Zetta Lee would later say that one of the things that attracted Ham to her was knowing that she was already broke in. She would also say that he never suspected how true that was. If he thought he was ever the master in their marriage, it was because she let him think it. He put his dead wife’s ring on her finger, but he may as well have put it through his own nose because Zetta Lee led him around by it in and out of bed.

Zetta Lee was a hard worker. She made sure Ham had no complaints with her there, and she did right by Gideon and Jack, raising them to benefit from what she had learned through the eighth grade. She never turned Ham away, but neither did she give him the children he wanted. She kept her figure trim, her breasts firm, and her ebony hair glossy, and when he was range riding for days, sometimes weeks, on end, she entertained his friends from nearby Lander who stopped by to see if she needed anything. Or anyone. She always did.

Ham Welling did not know about his wife’s interests outside of their marriage bed, and because she let it be known that Ham would kill her if he ever found out, none of her lovers betrayed her—or themselves. The one concession that Zetta Lee made came five years into their marriage. Ham got it in his head again that he wanted another child. He would accept a daughter, if that’s how it turned out, but he had an unnatural fear that one of his sons would be Cain to the other’s Abel. He did not understand how it was possible to plant eight babies in Essie Clare and not one in Zetta Lee. What he knew was that it was not for lack of trying.

Zetta Lee fell into a melancholy state. She was listless, quiet, and undemanding in bed. She rarely spoke except to apologize for her inadequacies as a wife. She cried a great deal when Ham was around. She ate very little. This went on for three weeks, and just when she thought she might become as mad as Lady Macbeth, Ham took it all back.

That was when she suggested an orphan. They would take on just one boy at first and see how it went. If it was a good fit for their family, they’d choose another later. Zetta Lee was not certain how Ham would take to the idea, but when he said yes, she figured she had bought herself another five years. Raising someone else’s child was less onerous to her than bearing one.
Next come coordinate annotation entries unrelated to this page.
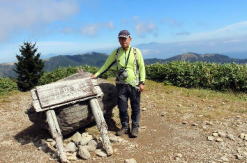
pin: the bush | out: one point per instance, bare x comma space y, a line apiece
7, 85
29, 67
200, 75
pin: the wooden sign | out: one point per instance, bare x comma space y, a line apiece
64, 91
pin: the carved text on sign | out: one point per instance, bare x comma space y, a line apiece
56, 93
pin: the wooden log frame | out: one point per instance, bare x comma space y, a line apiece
92, 92
56, 134
101, 125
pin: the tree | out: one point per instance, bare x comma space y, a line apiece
29, 67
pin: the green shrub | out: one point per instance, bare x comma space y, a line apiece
200, 75
7, 85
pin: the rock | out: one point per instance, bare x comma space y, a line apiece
239, 157
76, 138
210, 138
115, 139
71, 147
49, 140
194, 124
100, 153
83, 152
222, 134
208, 123
230, 136
72, 157
92, 145
131, 160
215, 134
242, 135
184, 122
163, 114
85, 138
53, 143
179, 155
219, 140
144, 109
224, 159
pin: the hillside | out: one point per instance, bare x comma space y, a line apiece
98, 59
188, 125
216, 58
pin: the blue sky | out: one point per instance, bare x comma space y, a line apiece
78, 26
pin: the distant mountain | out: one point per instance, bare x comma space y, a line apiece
216, 58
92, 59
98, 59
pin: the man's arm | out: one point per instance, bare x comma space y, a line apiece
142, 70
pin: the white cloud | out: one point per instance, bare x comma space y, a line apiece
94, 29
143, 29
232, 30
16, 15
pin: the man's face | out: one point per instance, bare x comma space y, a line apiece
124, 42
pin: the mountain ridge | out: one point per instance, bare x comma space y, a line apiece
98, 59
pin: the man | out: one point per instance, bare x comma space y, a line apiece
129, 81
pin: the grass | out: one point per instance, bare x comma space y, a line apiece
201, 103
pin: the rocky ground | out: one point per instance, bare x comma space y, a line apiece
178, 125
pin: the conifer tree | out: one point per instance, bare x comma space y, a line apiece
29, 67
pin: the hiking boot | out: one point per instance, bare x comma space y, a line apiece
123, 130
134, 132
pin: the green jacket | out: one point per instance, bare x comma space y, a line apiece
135, 76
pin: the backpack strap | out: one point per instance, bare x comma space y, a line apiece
117, 57
136, 63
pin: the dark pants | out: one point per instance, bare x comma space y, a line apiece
125, 92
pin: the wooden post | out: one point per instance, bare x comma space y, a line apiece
101, 125
56, 134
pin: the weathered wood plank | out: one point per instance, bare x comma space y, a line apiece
65, 91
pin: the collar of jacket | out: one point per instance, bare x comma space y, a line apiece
127, 48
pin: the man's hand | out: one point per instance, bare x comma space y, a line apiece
141, 87
93, 76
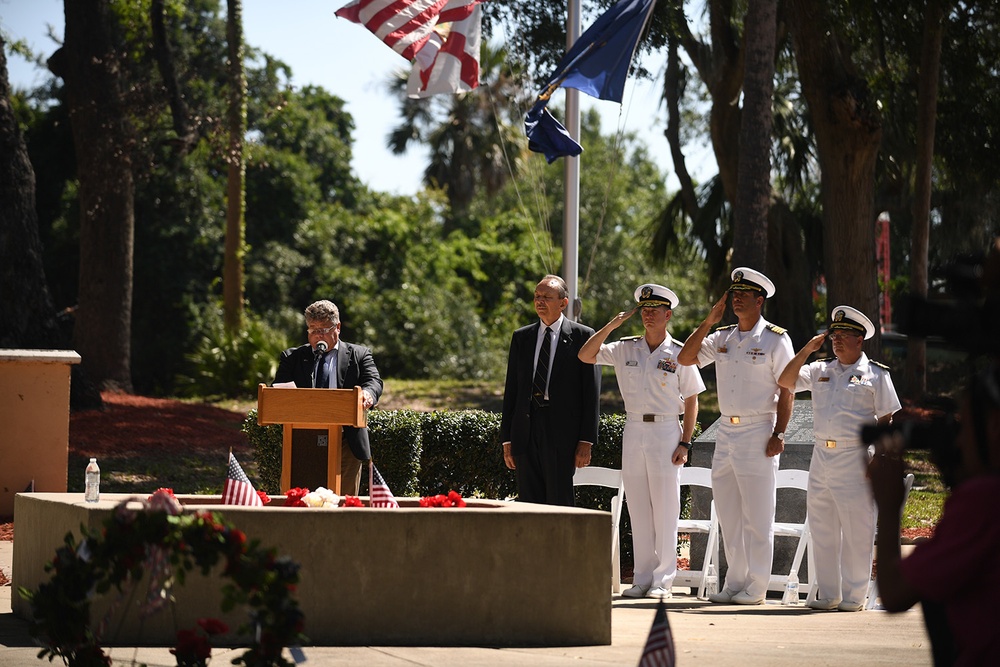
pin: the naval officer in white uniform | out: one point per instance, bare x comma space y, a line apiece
657, 391
849, 391
749, 356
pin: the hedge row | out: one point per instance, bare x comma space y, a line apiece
426, 453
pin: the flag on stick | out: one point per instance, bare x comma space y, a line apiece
442, 36
378, 490
238, 490
596, 64
659, 650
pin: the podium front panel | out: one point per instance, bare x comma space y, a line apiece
310, 452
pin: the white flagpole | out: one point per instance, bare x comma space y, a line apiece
571, 213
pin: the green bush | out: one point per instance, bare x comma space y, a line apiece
462, 452
231, 364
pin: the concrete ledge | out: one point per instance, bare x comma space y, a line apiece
491, 574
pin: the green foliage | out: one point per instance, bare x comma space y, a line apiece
117, 555
231, 364
462, 452
396, 440
265, 444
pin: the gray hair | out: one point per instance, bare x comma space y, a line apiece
323, 311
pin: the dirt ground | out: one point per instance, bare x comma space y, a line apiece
162, 427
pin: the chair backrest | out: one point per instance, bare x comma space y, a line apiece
597, 476
791, 478
612, 479
696, 476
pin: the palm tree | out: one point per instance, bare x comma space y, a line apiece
474, 138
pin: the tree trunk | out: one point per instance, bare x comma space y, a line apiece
848, 131
753, 197
27, 317
102, 136
232, 271
927, 93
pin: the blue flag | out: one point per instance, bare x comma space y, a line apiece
597, 64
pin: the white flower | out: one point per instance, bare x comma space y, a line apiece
321, 497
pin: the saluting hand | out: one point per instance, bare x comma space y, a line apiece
718, 310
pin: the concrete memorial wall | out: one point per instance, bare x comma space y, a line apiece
491, 574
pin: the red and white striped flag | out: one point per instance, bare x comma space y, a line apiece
659, 650
378, 490
238, 490
442, 36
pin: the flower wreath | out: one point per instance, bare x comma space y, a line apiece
169, 544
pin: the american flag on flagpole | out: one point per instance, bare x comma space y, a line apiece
441, 36
659, 650
238, 490
378, 490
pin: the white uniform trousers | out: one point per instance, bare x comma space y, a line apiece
653, 498
842, 520
743, 485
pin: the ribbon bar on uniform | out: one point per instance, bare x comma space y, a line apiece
635, 417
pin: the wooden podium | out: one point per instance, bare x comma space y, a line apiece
322, 409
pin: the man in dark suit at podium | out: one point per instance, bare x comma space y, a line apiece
328, 362
550, 402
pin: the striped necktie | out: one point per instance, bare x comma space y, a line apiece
542, 371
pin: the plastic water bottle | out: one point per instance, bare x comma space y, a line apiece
712, 585
93, 492
791, 596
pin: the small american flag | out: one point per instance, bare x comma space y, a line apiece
238, 490
378, 490
659, 650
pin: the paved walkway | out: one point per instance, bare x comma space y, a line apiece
706, 634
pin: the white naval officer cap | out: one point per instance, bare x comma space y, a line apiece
745, 278
851, 319
655, 295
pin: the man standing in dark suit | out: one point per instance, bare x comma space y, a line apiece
328, 362
550, 403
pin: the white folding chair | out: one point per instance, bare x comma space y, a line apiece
791, 478
708, 575
871, 602
612, 479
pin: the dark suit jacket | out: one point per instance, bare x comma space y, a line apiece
574, 389
355, 368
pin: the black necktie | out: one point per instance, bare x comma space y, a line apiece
322, 376
542, 371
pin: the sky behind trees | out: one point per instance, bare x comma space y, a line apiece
326, 51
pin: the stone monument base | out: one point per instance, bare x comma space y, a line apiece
491, 574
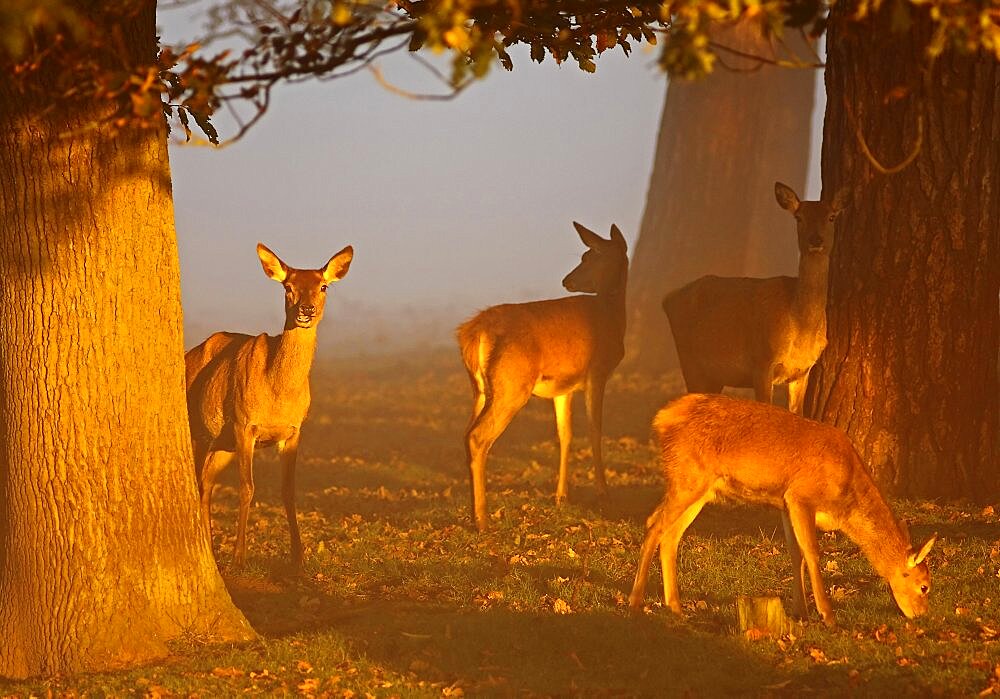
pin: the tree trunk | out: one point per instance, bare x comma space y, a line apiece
910, 371
102, 554
710, 208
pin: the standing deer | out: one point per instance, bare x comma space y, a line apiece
715, 445
756, 333
551, 349
246, 392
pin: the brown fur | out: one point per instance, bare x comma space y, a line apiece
245, 391
713, 445
756, 333
550, 349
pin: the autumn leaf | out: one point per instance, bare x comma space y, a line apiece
227, 672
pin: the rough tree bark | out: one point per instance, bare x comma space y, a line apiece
910, 371
102, 554
710, 208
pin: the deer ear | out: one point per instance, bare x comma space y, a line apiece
272, 264
617, 237
336, 268
786, 196
915, 559
589, 238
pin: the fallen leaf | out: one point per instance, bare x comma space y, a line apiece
227, 672
309, 686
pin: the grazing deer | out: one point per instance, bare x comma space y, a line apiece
715, 445
756, 333
246, 392
551, 349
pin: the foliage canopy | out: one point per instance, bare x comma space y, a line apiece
63, 49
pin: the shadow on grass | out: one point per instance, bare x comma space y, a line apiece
503, 652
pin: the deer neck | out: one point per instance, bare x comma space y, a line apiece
809, 303
875, 530
292, 357
612, 306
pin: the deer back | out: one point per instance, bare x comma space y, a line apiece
757, 452
730, 325
556, 338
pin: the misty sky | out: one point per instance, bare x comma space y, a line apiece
450, 206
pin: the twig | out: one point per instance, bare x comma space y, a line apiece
395, 89
871, 156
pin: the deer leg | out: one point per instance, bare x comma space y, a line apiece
214, 463
669, 542
764, 392
797, 393
804, 526
478, 398
499, 408
595, 417
763, 385
798, 579
200, 451
287, 452
564, 426
665, 518
245, 443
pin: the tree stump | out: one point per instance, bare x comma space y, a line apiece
762, 616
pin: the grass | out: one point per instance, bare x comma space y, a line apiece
401, 597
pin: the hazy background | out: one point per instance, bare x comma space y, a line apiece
450, 206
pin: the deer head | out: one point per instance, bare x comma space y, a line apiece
602, 265
305, 289
911, 582
813, 219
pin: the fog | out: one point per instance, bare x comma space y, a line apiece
450, 206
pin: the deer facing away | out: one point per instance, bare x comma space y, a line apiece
551, 349
755, 333
246, 392
712, 445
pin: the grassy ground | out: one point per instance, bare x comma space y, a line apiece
402, 598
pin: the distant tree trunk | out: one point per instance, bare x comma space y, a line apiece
102, 554
710, 208
910, 371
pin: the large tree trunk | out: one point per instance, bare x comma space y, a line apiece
910, 371
710, 208
102, 554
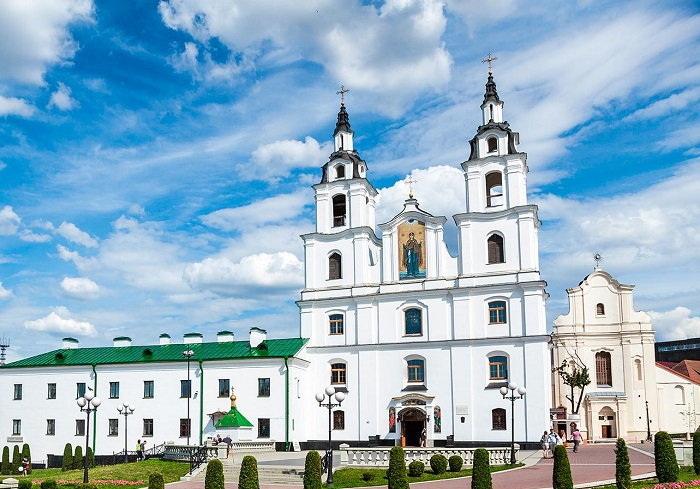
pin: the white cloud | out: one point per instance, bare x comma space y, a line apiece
61, 98
59, 321
75, 235
676, 324
80, 288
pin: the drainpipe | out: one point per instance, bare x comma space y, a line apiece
201, 401
286, 404
94, 413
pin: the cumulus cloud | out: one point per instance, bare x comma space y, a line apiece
60, 321
80, 288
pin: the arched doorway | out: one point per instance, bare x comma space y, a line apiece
413, 421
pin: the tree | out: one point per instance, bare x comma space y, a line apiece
397, 469
481, 473
665, 458
578, 378
561, 473
623, 471
312, 471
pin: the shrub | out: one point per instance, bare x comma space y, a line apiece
438, 463
455, 462
623, 471
481, 473
312, 471
248, 479
397, 469
67, 463
665, 458
416, 468
214, 479
561, 473
155, 481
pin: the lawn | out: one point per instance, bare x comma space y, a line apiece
136, 472
353, 477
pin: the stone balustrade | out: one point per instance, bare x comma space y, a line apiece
379, 456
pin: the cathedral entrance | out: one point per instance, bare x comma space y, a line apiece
413, 422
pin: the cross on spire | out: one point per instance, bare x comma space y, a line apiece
490, 59
342, 93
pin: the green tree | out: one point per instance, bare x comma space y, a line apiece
623, 471
312, 471
665, 458
481, 472
248, 478
561, 473
396, 474
214, 478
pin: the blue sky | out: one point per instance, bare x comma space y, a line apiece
156, 157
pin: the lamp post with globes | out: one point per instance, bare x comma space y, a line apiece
512, 387
340, 397
125, 410
88, 403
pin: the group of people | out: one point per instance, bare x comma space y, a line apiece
550, 440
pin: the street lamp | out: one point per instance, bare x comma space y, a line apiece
340, 397
125, 409
87, 403
512, 387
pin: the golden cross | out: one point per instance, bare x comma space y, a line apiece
489, 60
342, 93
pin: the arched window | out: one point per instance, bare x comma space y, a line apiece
413, 321
495, 245
497, 312
498, 367
339, 373
498, 419
338, 420
416, 370
494, 189
339, 211
336, 324
335, 266
603, 370
492, 144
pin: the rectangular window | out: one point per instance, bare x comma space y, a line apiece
263, 387
185, 388
263, 427
79, 427
224, 387
147, 427
148, 389
184, 428
113, 427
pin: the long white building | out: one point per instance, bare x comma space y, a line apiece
417, 338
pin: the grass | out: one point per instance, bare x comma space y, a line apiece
352, 477
134, 472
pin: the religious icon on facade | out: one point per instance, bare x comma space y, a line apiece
411, 249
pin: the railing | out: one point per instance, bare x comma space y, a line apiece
379, 457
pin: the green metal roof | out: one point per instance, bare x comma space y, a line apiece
229, 350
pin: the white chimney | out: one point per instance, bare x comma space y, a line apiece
257, 336
192, 338
121, 341
224, 336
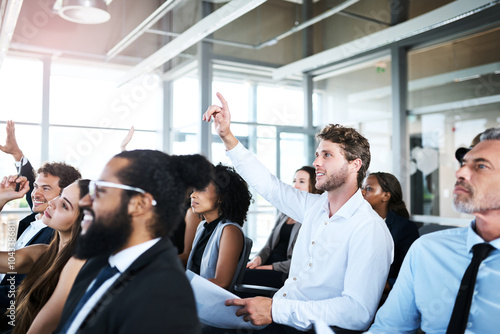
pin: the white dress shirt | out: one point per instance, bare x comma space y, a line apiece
339, 264
121, 261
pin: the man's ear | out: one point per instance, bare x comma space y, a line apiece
356, 164
140, 204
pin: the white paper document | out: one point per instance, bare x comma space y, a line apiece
210, 300
321, 327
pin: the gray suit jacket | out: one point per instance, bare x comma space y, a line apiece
273, 240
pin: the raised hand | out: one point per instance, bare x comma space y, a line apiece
8, 188
222, 121
11, 146
257, 261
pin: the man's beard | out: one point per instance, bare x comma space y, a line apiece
472, 203
105, 236
335, 181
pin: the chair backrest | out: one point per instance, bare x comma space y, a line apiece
242, 263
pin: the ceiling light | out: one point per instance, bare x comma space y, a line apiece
85, 11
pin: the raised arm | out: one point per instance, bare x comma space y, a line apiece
11, 146
48, 318
127, 139
22, 260
222, 122
8, 189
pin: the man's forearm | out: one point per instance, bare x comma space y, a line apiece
229, 141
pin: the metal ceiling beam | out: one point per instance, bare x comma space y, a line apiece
9, 22
143, 27
193, 35
443, 15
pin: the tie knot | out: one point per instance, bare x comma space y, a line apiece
482, 250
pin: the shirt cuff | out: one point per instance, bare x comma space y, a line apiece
23, 162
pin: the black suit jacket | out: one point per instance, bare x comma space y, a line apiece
152, 296
404, 232
44, 236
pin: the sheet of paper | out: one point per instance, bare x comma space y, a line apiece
321, 327
210, 300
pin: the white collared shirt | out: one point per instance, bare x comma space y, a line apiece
121, 261
28, 234
339, 264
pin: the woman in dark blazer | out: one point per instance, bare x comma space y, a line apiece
383, 192
271, 265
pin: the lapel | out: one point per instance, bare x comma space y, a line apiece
126, 277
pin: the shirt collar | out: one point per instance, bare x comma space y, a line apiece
37, 224
122, 260
349, 207
473, 238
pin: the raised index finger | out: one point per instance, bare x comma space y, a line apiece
222, 100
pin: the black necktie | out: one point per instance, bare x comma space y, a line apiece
105, 274
460, 315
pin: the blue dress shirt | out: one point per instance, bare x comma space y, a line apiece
427, 286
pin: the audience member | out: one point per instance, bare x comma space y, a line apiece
219, 243
383, 192
342, 255
51, 179
182, 236
133, 281
271, 265
432, 292
44, 263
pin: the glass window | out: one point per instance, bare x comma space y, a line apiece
90, 149
361, 98
454, 94
186, 116
280, 105
90, 96
21, 90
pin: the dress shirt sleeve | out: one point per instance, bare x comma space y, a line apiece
292, 202
368, 261
400, 314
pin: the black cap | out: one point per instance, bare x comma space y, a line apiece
461, 152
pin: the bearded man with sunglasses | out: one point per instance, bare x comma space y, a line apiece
133, 281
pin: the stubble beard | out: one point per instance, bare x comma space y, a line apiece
106, 235
336, 180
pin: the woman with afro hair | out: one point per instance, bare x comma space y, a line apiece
219, 243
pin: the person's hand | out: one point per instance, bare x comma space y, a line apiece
127, 139
11, 146
266, 267
257, 261
8, 188
257, 310
222, 122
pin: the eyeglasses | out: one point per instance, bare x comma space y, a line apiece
94, 188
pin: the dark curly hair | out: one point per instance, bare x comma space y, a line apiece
67, 174
352, 143
233, 194
389, 183
166, 178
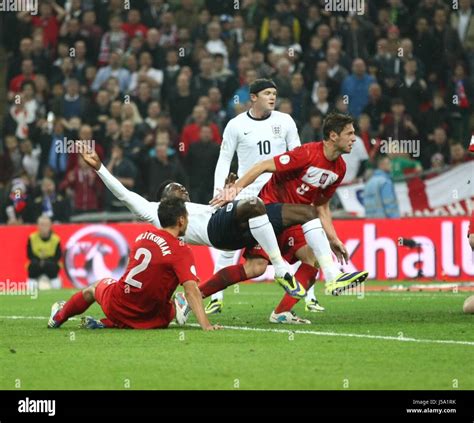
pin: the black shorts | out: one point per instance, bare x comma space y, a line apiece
225, 234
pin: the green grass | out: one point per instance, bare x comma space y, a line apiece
177, 358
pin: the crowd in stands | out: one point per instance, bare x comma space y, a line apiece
154, 85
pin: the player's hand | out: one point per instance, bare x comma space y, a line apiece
340, 251
212, 327
230, 180
225, 196
90, 156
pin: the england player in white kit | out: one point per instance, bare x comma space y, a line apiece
259, 134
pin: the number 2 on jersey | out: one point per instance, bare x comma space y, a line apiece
264, 147
139, 267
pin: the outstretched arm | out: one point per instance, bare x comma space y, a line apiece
229, 193
194, 298
142, 208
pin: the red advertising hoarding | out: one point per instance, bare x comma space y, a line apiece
93, 251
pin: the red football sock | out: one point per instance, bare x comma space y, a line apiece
306, 276
76, 305
108, 323
222, 279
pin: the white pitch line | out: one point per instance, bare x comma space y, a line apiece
346, 335
302, 332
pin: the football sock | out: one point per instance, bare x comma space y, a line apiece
76, 305
305, 275
310, 295
262, 231
222, 279
318, 241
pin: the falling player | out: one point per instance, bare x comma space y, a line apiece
309, 175
140, 299
234, 227
257, 134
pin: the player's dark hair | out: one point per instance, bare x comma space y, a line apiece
170, 210
336, 122
161, 192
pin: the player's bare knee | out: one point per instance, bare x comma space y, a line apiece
255, 267
251, 207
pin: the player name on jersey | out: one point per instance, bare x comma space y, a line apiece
165, 249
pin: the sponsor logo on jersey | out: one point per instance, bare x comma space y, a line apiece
320, 178
95, 252
276, 129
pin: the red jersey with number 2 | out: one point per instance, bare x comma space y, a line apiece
158, 263
304, 176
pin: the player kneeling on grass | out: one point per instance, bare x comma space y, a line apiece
141, 299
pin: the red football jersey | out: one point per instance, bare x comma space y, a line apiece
158, 263
304, 176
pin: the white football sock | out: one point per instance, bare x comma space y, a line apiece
319, 243
310, 295
262, 231
225, 259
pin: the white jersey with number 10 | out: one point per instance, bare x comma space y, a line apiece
254, 140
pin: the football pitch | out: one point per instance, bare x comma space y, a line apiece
409, 340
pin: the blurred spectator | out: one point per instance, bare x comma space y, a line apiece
458, 154
322, 78
30, 160
438, 143
83, 187
12, 151
300, 100
412, 90
92, 34
72, 104
461, 98
48, 203
114, 40
205, 80
27, 74
313, 130
125, 171
214, 42
17, 200
377, 106
356, 87
114, 69
201, 177
192, 132
146, 73
355, 161
397, 125
187, 15
181, 101
133, 27
380, 200
282, 77
161, 166
44, 256
19, 119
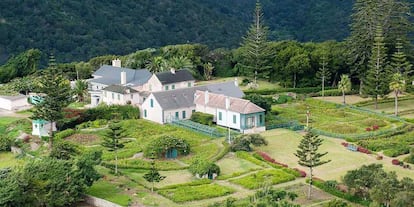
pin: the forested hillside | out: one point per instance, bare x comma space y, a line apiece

Ham had to travel a piece to meet the orphan train. The Union Pacific’s rails did not reach as far west back then, and most orphans ended their journey in Indiana. Ham set out from Eden Valley with three of his ranch hands and two hundred head of cattle destined for the eastern markets. He returned a month later with his men, a decent profit from the drive, and a skinny redheaded boy who sat better in a saddle when he was tied to the horn.

Ham liked him because he didn’t whine about it.